Parallel reflections have also been made by Leonelli (2016) about the essentially human task of packaging and mobilising data in order to enable it to ‘travel’ on what she refers to as ‘data journeys’ across time, space, and research teams. In her philosophical reflections on these practices as they relate to the construction of online quantitative data-sharing databases in the biological sciences, we can see considerable synchronicity with the thoughts that Hammersley offers up to social scientists regarding data re-use. In entirely distinct research spheres, Hammersley and Leonelli implore us to maintain awareness of the inevitable social situatedness of our practices of data collection, preparation, curation, and re-use (across varied personal, institutional, disciplinary, political, and economic terrains) – and to use these reflections to enrich our explorations. Of particular salience is Leonelli’s discomfort with the metaphoric use of the term ‘data flows’ – as applied in data-centric scientific endeavours. As she states,

Not only do data not ‘flow’ toward discovery, but it is the lack of smoothness and pre-defined direction that makes their travel epistemologically interesting and useful. (Leonelli, 2016: 41)

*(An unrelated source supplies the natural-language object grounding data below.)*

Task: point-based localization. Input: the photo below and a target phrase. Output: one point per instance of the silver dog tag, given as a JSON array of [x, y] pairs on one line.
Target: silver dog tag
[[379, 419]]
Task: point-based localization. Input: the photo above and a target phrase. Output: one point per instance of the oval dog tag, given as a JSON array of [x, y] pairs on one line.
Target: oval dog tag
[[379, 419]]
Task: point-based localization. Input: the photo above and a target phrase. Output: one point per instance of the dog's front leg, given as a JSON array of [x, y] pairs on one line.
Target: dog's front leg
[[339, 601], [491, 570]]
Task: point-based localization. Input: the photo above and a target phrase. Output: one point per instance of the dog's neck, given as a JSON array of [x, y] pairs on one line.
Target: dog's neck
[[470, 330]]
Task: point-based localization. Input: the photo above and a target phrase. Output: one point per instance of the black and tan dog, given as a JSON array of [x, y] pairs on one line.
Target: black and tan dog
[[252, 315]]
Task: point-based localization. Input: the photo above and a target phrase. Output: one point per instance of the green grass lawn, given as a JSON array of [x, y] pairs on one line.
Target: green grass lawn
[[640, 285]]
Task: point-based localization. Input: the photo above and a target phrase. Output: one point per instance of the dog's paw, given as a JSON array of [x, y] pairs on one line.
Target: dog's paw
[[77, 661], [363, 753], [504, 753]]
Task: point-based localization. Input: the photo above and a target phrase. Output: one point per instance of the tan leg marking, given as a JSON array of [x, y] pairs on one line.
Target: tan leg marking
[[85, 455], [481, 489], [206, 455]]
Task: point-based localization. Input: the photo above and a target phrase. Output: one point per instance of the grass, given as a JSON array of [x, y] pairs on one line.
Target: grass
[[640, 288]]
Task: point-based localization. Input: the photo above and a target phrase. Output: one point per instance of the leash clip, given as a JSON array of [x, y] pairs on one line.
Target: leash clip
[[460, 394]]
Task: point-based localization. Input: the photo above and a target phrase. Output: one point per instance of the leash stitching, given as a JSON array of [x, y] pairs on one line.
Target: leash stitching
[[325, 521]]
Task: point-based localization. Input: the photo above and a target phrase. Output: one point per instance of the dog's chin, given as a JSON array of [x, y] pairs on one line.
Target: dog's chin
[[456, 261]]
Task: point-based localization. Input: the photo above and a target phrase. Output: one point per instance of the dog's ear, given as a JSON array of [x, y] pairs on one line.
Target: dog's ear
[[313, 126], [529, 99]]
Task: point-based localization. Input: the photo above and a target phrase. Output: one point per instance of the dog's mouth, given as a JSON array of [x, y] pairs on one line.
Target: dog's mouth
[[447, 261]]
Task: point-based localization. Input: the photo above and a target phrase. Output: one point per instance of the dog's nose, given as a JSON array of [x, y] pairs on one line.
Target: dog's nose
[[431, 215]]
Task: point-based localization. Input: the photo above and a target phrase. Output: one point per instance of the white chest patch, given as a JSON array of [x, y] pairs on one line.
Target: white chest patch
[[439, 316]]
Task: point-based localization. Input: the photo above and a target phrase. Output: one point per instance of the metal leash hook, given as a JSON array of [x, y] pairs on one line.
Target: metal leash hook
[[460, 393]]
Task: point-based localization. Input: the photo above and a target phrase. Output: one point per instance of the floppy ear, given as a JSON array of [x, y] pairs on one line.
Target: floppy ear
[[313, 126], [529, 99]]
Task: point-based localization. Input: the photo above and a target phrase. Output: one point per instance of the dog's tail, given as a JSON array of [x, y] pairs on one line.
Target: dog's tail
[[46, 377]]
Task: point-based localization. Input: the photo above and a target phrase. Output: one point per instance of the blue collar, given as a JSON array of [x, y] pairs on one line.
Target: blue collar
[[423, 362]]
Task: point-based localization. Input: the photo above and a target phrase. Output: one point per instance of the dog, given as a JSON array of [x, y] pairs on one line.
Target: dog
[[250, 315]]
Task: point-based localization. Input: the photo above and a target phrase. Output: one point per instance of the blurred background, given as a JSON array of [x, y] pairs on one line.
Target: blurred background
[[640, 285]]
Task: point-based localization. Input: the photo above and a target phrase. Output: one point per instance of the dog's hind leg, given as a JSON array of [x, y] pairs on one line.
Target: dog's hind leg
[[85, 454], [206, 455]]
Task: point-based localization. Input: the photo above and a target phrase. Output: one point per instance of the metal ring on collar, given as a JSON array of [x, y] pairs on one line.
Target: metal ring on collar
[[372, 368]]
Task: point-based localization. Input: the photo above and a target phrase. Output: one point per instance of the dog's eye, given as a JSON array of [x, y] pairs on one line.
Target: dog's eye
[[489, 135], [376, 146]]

Similar to Hammersley, then, Leonelli exhorts us to see data not simply as inert objects that hold meaning independently, but instead to also see their capacity to collect and build evidential value through the very act of mobilisation on a data journey which is influenced by every person, system, and contextual situation that has touched those data along the way.

Hammersley’s and Leonelli’s contributions therefore informed our thinking considerably, as they helped to enliven the possibilities of what qualitative data re-use enables. Their work encourages us to anticipate epistemological divergence in the ways that researchers engage with data as we use what is given and also as we create something anew. At times it was easy to feel like we might be trying to engage with an unmanageable volume of ‘given’ material, contributing to a sense of alienation and disconnection. And yet, we also remained attuned to Hammersley’s reassurance that there are always periods within qualitative analysis when there is a feeling of unsteadiness, whether or not we are re-using data. These considerations endowed us with a useful balance, even when we were feeling slightly at sea in a mass of data, with a host of emergent questions.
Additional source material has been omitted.